Eric Schmitt-Matzen’s plays Santa Claus in real life. And what a job it is. Spreading joy and hope and love from the never-ending supply in his magical canvas bag. Helping parents give children their heart’s desire. What could be a better job than that?

10696205_10201898608745569_2363341652091949007_n Photo: Facebook/Eric J. Schmitt-Matzen

Except for the one time when Schmitt-Matzen’s job wasn’t fun. That one-day several weeks ago, prior to all the annual Christmas hub-bub, when his phone rang. On the other end of the phone was a nurse he knew that worked at a children’s hospital. His nurse friend made a special request of him. She asked him to come immediately to the hospital to a dying 12-year old boy’s bedside.

When he arrived he asked to visit the boy alone afraid that the emotion of the situation would affect his ability to play the happy jolly role that usually came so easily to him. The boy’s mother handed him a special toy she had bought for her son and she and other family members watched from the window outside as Santa made his way to the boy.

Santa and the child had a brief conversation. Santa told the boy he was his number one elf. The boy knowing that his life was slipping away asked Santa to help him. Santa folded the boy into his arms where after a few breaths, the boy slipped away.

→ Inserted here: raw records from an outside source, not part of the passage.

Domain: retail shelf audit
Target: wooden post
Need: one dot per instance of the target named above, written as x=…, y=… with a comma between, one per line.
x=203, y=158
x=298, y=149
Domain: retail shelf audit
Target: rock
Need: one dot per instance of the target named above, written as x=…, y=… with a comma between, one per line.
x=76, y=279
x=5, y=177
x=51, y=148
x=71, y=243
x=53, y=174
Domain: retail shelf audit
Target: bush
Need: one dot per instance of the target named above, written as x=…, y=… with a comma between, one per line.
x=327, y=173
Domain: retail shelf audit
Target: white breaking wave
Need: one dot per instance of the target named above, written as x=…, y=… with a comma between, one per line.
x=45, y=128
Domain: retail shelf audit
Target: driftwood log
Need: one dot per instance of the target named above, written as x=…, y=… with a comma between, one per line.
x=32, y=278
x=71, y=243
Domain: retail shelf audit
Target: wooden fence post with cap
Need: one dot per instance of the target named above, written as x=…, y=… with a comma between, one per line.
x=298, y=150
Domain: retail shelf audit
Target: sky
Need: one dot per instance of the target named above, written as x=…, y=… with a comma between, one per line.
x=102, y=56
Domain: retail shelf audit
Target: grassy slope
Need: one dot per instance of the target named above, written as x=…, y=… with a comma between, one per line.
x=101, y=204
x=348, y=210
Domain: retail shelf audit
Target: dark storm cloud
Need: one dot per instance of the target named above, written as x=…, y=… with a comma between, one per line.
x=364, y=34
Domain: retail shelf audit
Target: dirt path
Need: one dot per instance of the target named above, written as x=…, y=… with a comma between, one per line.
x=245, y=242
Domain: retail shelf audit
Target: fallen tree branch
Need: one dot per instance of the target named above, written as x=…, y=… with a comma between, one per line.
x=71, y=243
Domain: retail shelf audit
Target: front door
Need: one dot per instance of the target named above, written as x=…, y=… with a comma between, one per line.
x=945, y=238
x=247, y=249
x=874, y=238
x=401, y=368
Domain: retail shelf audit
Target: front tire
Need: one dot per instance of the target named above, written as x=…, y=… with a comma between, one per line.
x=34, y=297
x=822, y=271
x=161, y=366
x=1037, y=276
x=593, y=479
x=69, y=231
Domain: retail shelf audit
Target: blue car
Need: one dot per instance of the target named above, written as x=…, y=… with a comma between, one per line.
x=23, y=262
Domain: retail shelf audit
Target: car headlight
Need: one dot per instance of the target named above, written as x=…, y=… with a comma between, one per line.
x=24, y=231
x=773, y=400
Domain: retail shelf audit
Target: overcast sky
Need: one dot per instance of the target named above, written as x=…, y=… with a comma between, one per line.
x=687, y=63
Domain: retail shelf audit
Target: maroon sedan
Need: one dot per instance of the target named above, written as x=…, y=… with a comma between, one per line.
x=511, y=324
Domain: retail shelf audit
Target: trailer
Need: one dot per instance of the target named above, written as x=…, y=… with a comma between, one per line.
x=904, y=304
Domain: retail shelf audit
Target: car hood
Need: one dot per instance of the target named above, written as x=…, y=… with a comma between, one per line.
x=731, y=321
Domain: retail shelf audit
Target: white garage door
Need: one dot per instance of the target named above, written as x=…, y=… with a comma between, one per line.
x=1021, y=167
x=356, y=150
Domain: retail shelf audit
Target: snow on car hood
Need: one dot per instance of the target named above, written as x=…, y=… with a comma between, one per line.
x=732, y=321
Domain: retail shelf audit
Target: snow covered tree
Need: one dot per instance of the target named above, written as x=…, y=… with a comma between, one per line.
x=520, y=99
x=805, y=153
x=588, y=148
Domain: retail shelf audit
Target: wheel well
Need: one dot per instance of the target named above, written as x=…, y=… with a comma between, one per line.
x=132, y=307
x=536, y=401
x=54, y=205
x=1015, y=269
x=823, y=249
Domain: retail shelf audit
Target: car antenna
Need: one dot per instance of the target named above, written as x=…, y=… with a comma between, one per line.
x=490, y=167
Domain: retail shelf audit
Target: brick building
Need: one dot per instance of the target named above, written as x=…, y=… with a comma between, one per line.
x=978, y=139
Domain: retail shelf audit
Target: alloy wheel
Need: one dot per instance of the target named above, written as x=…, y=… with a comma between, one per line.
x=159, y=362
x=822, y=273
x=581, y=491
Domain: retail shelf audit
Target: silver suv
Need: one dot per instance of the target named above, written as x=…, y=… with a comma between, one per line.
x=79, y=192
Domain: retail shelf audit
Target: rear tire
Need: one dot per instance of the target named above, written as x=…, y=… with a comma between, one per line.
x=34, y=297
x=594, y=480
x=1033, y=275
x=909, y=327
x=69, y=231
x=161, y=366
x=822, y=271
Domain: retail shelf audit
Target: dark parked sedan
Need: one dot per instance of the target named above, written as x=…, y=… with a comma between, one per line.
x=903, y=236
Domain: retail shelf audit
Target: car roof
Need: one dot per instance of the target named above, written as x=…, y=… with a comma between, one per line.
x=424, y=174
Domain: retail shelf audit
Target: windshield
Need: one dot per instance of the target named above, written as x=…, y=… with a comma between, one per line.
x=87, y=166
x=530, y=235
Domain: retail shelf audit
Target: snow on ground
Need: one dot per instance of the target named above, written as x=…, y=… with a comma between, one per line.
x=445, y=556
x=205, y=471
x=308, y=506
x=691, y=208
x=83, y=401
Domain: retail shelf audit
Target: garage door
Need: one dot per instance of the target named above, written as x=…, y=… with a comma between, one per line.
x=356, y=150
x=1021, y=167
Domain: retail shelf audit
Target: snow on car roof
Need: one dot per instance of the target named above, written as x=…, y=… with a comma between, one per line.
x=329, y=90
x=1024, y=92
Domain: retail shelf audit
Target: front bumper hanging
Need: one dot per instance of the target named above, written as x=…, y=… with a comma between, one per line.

The child’s death had a devastating effect on Schmitt-Matzen. He was unable to go for a planned visit with his grandchildren the day after the boy passed away, and his wife went alone instead. He was so upset over the boy’s death he didn’t think he could find it in himself to don the red suit ever again. But then he decided to give it one last try. And what he discovered was what he knew all along. He didn’t play Santa Claus for himself, but for all the children that sat on his knee whispering their biggest wishes and tugging at his real whiskers.  He couldn’t give it up. Those tiny smiles, those squeals of delight carried him through the pain of the recent loss. His decision made to carry on, he took a deep breath, guffawed a “ho, ho, ho,” and got on with the business of spreading the Christmas spirit.

But the newspaper, the Knoxville News Sentinel, that originally reported the story said yesterday they have been unable to independently verify the facts of Schmitt-Matzen’s story, such as the hospital’s location, the mother or family members of the child, or the nurse who called Schmitt-Matzen. Schmitt-Matzen says he doesn’t want to give up the details due to privacy issues, but for some, his story just doesn’t jingle true.